The association is now asking Ottawa to apply for a small portion of the new tourism fund – approximately $ 6.6 million and $ 200,000 for each business. The appeal has come now because critical funding is coming through the Canada Emergency Wage Subsidy (CEWS) and Canada Emergency Rent Subsidy (CERS) programs began to relax Beginning of July. There are no sales proceeds to replace it as cross-border tourism to the US by road does not remain, but some easing of the restrictions from July 21st looks possible.

In a Zoom appeal on Wednesday, FDFA Executive Director Barbara Barrett said: “Without CEWS and CERS we will be decimated and may never fully recover. This means that small border communities can no longer support tourism and will ultimately disintegrate. Without exaggeration, our stores are in critical condition. ”

“A question of fairness”

Duty-free retailers on the border argue that they closed to protect Canadians and it is now up to the government to protect the fragile businesses on “fair grounds,” Barrett said. She told me: “So far, no border shops have had to close permanently, but many are on the sidelines.”

The FDFA also requires export labeling. As a highly regulated pure export company, every product and person entering duty-free border stores must travel to the United States. However, the shops are subject to national guidelines – for example with regard to strict regulations on alcohol labeling – which can be annoying and often unnecessary and can also lead to lost sales.

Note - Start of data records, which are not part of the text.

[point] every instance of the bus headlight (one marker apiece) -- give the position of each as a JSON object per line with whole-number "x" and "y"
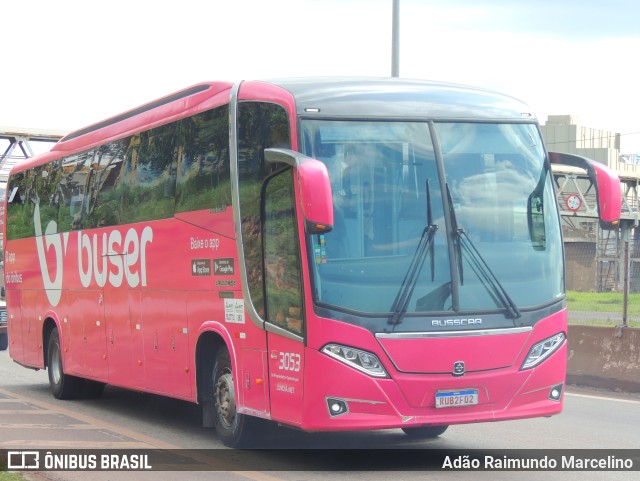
{"x": 361, "y": 360}
{"x": 543, "y": 350}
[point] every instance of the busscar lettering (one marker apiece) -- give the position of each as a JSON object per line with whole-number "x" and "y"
{"x": 456, "y": 322}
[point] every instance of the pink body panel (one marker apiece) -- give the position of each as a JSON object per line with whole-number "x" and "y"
{"x": 135, "y": 300}
{"x": 408, "y": 399}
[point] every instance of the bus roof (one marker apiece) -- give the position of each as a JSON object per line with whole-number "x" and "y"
{"x": 401, "y": 98}
{"x": 321, "y": 97}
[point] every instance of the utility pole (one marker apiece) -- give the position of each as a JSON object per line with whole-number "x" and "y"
{"x": 395, "y": 40}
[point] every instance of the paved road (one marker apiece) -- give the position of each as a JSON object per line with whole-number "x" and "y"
{"x": 31, "y": 418}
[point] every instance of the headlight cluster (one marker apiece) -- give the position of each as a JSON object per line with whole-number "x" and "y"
{"x": 361, "y": 360}
{"x": 543, "y": 350}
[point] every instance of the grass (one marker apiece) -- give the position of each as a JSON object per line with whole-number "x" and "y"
{"x": 602, "y": 308}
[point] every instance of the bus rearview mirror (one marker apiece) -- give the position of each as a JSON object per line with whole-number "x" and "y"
{"x": 315, "y": 188}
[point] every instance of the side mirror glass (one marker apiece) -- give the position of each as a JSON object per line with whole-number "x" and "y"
{"x": 315, "y": 188}
{"x": 535, "y": 219}
{"x": 606, "y": 183}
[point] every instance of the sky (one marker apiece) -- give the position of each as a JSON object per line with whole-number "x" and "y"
{"x": 70, "y": 63}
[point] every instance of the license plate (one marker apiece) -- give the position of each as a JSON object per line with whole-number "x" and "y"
{"x": 452, "y": 399}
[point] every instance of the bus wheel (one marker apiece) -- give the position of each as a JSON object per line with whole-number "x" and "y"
{"x": 425, "y": 432}
{"x": 62, "y": 385}
{"x": 232, "y": 427}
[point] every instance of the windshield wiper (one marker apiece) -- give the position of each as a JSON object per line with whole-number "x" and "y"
{"x": 495, "y": 289}
{"x": 401, "y": 302}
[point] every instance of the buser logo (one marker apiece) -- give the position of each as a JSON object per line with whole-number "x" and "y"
{"x": 113, "y": 257}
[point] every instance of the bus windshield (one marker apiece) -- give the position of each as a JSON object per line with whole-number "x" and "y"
{"x": 481, "y": 192}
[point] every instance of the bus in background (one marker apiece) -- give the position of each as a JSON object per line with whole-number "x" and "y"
{"x": 330, "y": 254}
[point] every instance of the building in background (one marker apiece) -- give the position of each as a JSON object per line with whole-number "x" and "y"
{"x": 595, "y": 257}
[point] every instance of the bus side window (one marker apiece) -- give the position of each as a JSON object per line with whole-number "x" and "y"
{"x": 48, "y": 179}
{"x": 106, "y": 196}
{"x": 203, "y": 179}
{"x": 19, "y": 215}
{"x": 283, "y": 283}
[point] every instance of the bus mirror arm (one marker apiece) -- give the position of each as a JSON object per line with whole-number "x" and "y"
{"x": 315, "y": 188}
{"x": 606, "y": 183}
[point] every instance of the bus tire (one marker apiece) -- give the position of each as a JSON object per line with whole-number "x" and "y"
{"x": 425, "y": 432}
{"x": 233, "y": 428}
{"x": 63, "y": 386}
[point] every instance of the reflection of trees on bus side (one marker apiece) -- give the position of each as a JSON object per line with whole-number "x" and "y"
{"x": 176, "y": 167}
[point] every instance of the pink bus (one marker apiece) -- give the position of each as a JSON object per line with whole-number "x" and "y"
{"x": 329, "y": 254}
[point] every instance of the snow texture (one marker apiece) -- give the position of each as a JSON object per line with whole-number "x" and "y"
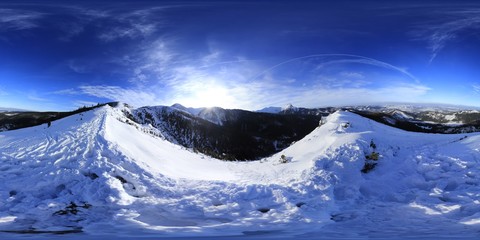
{"x": 97, "y": 175}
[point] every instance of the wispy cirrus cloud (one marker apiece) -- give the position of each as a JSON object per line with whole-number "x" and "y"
{"x": 18, "y": 19}
{"x": 238, "y": 85}
{"x": 476, "y": 88}
{"x": 448, "y": 26}
{"x": 133, "y": 96}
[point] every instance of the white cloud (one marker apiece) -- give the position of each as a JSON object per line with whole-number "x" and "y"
{"x": 3, "y": 92}
{"x": 476, "y": 88}
{"x": 13, "y": 19}
{"x": 447, "y": 28}
{"x": 135, "y": 97}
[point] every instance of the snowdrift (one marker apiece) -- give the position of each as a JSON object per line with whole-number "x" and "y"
{"x": 97, "y": 173}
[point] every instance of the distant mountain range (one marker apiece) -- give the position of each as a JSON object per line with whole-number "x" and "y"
{"x": 233, "y": 134}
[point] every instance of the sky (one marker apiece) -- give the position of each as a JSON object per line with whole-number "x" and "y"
{"x": 61, "y": 55}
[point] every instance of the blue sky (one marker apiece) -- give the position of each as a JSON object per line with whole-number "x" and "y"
{"x": 59, "y": 55}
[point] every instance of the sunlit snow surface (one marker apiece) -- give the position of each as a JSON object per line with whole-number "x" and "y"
{"x": 126, "y": 183}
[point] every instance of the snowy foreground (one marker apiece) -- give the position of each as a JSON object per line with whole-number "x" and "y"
{"x": 96, "y": 175}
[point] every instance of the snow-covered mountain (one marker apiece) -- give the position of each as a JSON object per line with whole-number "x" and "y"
{"x": 101, "y": 174}
{"x": 226, "y": 134}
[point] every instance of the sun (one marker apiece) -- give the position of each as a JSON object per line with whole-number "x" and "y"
{"x": 210, "y": 95}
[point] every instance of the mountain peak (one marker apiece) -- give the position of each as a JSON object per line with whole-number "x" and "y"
{"x": 289, "y": 107}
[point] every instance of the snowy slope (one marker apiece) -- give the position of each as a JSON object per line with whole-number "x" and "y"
{"x": 99, "y": 174}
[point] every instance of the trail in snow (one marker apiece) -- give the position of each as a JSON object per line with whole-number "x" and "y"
{"x": 124, "y": 181}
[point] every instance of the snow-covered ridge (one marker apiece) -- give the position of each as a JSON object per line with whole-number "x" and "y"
{"x": 98, "y": 172}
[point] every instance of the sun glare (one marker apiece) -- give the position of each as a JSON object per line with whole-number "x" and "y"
{"x": 210, "y": 96}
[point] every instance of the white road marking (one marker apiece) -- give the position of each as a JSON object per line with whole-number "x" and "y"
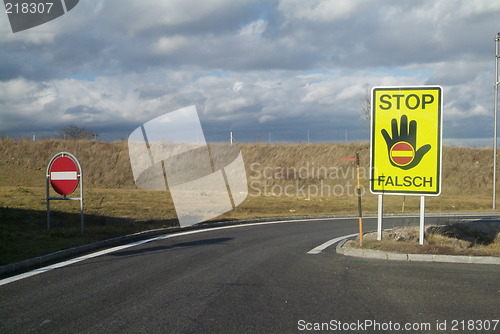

Philipsburg Duty Free on the Quebec-Vermont border only does 2% of its regular business.

Philipsburg Duty Free

Right now, border shops are also stuck with hundreds of thousands of dollars worth of inventory that must be destroyed when the products expire because the shops have no way of selling them. “We can’t even donate it at no substantial cost,” Barrett said. While other retail businesses have been able to open or switch to online pickup, delivery, or curb pickup at different times over the past year, borderline stores have not had these options due to their unique status.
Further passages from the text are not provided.